Diabetes and the holidays damage control

Diabetes and the holidays, damage control

By Dianne Anderson

Special to the NNPA from The Precinct Reporter

      From now until after New Year’s, everyone is breaking out the Christmas cakes and cookies, the breads, the cobblers, the sweet potato pies, and just another helping of that mac ‘n cheese, please. Yum.

     But before it’s all over, expect another 10 pounds and an inch to the waistline, or worse.

     With every bite, some of the best weight loss gurus say chew on this: Breads, potatoes, pastas

and even white rice turns to sugar and fat inside the body.

     Valerie Loduem, associate director of African American program for the American Diabetes Association, admits that getting through the holidays is always tough when it comes to exercising control, but it doesn’t have to be painful or tasteless.

     Still, people need to become mindful of what they’re eating, she said. In the age of health

consciousness, gorging is so passe.

     This time of the year, she is stressing that people look down at their plates before they dive in. Borderline diabetics and those with full blown Type 2 diabetes need to especially watch their complex carbohydrates with total moderation in mind.
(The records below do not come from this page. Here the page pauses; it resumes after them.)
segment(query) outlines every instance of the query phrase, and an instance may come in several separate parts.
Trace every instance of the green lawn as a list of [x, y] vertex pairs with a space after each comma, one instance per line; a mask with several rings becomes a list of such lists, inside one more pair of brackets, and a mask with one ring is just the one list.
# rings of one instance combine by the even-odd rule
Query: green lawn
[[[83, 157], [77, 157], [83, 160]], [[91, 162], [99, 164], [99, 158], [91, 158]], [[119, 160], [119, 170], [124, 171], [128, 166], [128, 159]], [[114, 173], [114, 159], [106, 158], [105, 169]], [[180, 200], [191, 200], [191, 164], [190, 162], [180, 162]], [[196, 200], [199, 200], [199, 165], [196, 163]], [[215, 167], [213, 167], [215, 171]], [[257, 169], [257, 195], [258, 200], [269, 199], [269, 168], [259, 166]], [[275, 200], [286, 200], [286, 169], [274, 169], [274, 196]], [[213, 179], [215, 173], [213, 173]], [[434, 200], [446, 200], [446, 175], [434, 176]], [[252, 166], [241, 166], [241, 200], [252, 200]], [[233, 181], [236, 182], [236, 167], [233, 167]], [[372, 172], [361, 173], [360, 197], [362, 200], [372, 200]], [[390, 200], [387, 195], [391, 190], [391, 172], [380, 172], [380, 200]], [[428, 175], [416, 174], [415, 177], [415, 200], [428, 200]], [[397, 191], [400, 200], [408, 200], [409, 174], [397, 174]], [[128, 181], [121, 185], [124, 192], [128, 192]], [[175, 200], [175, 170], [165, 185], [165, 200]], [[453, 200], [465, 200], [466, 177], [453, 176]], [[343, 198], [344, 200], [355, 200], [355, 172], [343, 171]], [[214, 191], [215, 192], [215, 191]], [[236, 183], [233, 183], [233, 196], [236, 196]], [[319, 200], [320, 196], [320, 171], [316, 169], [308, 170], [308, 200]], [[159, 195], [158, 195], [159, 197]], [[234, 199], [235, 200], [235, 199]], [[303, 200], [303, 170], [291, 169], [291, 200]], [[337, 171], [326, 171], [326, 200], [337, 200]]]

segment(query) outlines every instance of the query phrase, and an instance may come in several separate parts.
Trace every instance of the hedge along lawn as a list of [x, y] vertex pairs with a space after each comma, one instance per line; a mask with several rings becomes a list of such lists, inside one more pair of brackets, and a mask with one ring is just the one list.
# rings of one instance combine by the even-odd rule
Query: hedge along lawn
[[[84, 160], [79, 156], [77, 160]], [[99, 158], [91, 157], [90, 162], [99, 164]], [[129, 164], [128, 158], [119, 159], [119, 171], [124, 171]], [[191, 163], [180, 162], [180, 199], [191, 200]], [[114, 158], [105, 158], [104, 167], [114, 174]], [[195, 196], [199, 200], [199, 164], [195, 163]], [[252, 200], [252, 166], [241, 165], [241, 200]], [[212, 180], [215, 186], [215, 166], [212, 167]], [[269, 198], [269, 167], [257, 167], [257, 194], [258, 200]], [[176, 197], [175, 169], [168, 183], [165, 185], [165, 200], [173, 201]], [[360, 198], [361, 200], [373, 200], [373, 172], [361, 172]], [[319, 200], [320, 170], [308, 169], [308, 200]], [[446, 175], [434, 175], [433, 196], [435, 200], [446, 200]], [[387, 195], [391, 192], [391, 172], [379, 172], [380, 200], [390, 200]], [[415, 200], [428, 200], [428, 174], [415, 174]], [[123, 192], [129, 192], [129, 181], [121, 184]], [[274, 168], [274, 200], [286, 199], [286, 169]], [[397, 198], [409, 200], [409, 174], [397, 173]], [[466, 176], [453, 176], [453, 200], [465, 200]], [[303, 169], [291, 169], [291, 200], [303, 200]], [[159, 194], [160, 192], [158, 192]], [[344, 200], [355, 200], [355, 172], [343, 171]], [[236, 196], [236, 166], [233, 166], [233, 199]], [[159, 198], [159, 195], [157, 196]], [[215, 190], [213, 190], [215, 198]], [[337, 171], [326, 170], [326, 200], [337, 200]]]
     For Christmas, the best bet is always loading up on vegetables and greens, which are also high in vitamins A, C, and minerals. Another helping of turkey isn’t the culprit, but go very slow or not at all on the potatoes, candied yams, and cornbread dressing.

     “Portion control, it’s not like you can’t go through Thanksgiving without the turkey and dressing, but it doesn’t mean you have three or four or five plates of it,” Loduem said.

     In working with diabetics in the Black and minority communities, she said her biggest message is the importance of regular screenings and early diagnosis. She said the association provides any information anyone with the disease needs. Health teams are also available with resources to help clients whether they are insured, or not.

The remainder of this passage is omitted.